Since unfortunately Stacy is not accompanying me to my job teaching entrepreneurship at the National Economics University, the time has come for me to add something to this blog. I received a Fulbright fellowship to teach this semester at the National Economics University (NEU), one of the leading universities in economics, management and business in Vietnam. It has over 45,000 students across 45 graduate and undergraduate academic programs. I am primarily working in the NEU Business School with students in the Bachelor of Business Administration in English (EBBA) program although I am also doing occasional lecturing in other departments such as International School of Management and Economics (ISME).
I am “team teaching” a course in the EBBA program called “Entrepreneurship and New Venture Creation” to 50 Vietnamese undergraduates in their third year of the program. The other lecturer for the course, Ha Tung, is a MBA graduate of Washington State University and has been a great partner in delivering a course that looks comparatively at starting businesses and raising investment capital in Vietnam and abroad.
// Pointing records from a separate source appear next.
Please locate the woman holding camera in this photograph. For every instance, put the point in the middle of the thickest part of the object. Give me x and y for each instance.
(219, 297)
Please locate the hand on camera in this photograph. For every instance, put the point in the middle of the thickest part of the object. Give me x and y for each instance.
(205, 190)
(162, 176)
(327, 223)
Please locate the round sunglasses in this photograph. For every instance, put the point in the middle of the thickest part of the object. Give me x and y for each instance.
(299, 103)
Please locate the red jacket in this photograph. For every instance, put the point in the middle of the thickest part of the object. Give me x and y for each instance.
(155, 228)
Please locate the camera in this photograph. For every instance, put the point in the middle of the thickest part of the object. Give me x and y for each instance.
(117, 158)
We have had some excellent guest speakers in the class including Do Tuan Anh, CEO of Appstore.vn, Simon Andrews, IFC Regional Manager, Duc Tran, General Partner, IDG Vietnam Ventures and Ryan Galloway, Vice President, Strategy, MobiVi. Most of the speakers have come to our class in person although we have also used Skype to have conversations with business leaders outside of the region. In the picture below, you can see Ryan Galloway’s face on my laptop as he joined us by Skype from Ho Chi Minh City (HCMC) for the class (and our projector was not working in class that day). Ryan, an American living in HCMC, was a former student of mine at Case Western Reserve where he completed his law degree last year.
In addition to my teaching at NEU, I have met with a number of people involved in supporting the entrepreneurial ecosystem in Vietnam, including venture capitalists, leading entrepreneurs, directors of incubators and government officials. I was honored to be asked to speak at the Workshop on Technology Incubation hosted by the Ministry of Science and Technology (MOST) several weeks ago. My remarks focused on the fact that I found Vietnam to be one of the most entrepreneurial countries I have ever been to, evidenced by the fact that there are local entrepreneurs selling things here on every street corner. In order to continue to encourage the growth of Vietnamese start-up companies, the ecosystem here needs to continue to find ways to provide financing to these companies including the active participation of local angel investors. The photos below are from MOST workshop.
I also participated as a mentor in a course for entrepreneurs in Hanoi run by the Founder Institute. Founder Institute is a global network of startups and mentors that help entrepreneurs launch meaningful and enduring technology companies. I participated in a Founder Institute session with representatives from IDG Vietnam Ventures and DFJ VinaCapital on fundraising.
I have also spent time in Hanoi connecting with the international community here to learn more about the various donor efforts to support the growth of Vietnamese small and medium sized enterprises in general, and entrepreneurship in particular. In addition to the friendships I have made with local diplomats in Hanoi, I also reconnected with a college friend who came to Hanoi earlier this month in his capacity as one of the top US trade negotiators. Ambassador Demetrios Marantis is the Deputy United States Trade Representative who lived in Hanoi earlier in his career (and was incredibly helpful in introducing us to many of his friends and contacts here before we arrived).